-Что это? – Энна тоже машинально привстала на носочки, желая высмотреть происходящее там, за детьми.
-Что-то злобное.
-С чего ты взял?
-Я еще помню, как это быть маленьким мальчиком.
-Да? – и в легком неверии приподняла бровь.
-Не смешно.
Когда они подошли ближе, Мишина догадка подтвердилась. Стайка детворы, наблюдала, как в образованном ими кругу взрослый мальчишка, долговязый и неопрятный, издевался над пацаном поменьше. Долговязый стукнул того по уху, намеренно унижая, и что-то сказал, вызвав на лице меньшего, еще большую озлобленность. Миша так же наблюдал, как и дети. Прекрасно понимая, что вмешиваться нельзя, долговязый намеренно издевался над пацаном. Но пацан не сдавался, падая он вставал, только затем, что бы опять упасть. И вмешайся Миша, унижение будет еще более сильным.
-Их нужно остановить! – возмутилась Энна, глядя на Мишу.
-Не сейчас.
-Он покалечит его!
В этот момент долговязый обойдя меньшего сзади, с силой ударил того в голову, отчего пацан упал, и схватившись за ухо продолжал лежать.
Толпа засмеялась. По настоящему, по детски, злобно, и безжалостно.
-Гордишься собой? – поинтересовался Миша, и дети расступились вокруг, как будто так были поглощены происходящим на импровизированной арене, что не заметили его. Наблюдая как насторожилась окружающая их пацанва. Как, все еще находясь в кураже, долговязый нахально улыбнулся, и подошел ближе, Миша лишь хмыкнул, искренне переживая за малого.
-Горжусь.
-Зря, на твоем месте стыдиться нужно.
-Чего это мне стыдиться дядя?
-Ну, можешь гордиться, как пожелаешь.
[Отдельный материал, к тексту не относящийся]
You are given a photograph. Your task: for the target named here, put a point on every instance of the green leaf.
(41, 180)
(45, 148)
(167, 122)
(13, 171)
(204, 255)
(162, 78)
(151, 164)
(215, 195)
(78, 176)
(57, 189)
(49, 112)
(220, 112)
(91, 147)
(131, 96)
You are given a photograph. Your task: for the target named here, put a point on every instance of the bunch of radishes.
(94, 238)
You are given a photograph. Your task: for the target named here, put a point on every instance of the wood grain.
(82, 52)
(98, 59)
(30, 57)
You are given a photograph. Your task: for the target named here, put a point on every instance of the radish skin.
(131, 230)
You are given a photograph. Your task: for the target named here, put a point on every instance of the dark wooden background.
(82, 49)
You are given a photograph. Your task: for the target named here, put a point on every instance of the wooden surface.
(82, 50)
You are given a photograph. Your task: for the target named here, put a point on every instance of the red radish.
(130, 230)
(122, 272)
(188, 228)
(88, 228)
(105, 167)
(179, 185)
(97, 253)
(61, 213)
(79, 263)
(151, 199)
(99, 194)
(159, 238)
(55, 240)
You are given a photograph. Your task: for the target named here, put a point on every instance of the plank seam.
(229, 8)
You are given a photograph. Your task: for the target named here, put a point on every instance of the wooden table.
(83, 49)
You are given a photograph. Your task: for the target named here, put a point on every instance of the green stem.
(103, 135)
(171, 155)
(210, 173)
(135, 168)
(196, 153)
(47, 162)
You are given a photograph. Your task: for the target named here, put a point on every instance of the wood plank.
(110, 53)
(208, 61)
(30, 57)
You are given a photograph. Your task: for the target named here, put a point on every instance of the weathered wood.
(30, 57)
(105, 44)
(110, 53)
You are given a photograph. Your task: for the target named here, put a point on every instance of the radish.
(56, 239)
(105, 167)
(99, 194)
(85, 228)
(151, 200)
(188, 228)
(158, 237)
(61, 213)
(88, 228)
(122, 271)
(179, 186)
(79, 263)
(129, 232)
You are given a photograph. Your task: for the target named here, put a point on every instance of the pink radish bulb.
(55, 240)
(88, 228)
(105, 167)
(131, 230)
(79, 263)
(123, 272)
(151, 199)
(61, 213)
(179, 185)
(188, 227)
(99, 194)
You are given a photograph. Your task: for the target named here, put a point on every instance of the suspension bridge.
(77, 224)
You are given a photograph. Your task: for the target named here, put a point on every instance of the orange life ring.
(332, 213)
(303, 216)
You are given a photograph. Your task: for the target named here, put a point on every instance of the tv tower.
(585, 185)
Но мне, было бы стыдно, унизить маленького, и при этом боятся подойти ко взрослому дядьке.
Он наблюдал, как притихли окружающие, как внимательно они смотрят на них, как учатся чему то своему, чему то важному для себя.
-А я не боюсь.
-Тогда подойди.
-Зачем?
И парень подошел, не очень близко, так, сделал несколько шагов в Мишину сторону, выпрямив спину, скорее от страха, чем от собственной значимости и силы.
-Агрессия – это проявление собственных страхов и неуверенности, - он внимательно всмотрелся в лица ребят стоявших вокруг.
-Какая агрессия?! – вскипел долговязый, - он сам кинулся, первый! Я лишь показал ему, что нечего бросаться на сильного! – и ухмыльнулся, ища поддержку в лицах наблюдающих за ними детей, закатив рукав и демонстрируя сильную руку.
-Я не думаю, что можно как-то связать жуткие гримасы на твоем лице, напряженные мышцы и грубый голос с силой. Скорее лишь со страхами и неуверенность, которыми ты насквозь пропитан. – он опять посмотрел на лица детворы, надеясь, что они где-то в глубине души запишут его слова в свои сердечные учебники, и запомнят их. Они ведь долговязого не просто так слушали, дети ведь сами себе учителей назначают, по своим собственным, причинам и понятиям. И не важно, что порой учителя эти сами не понимают, что уже преподают, что их слова запоминаются, и потому вырастает страшное в своей озлобленности и глупости поколение.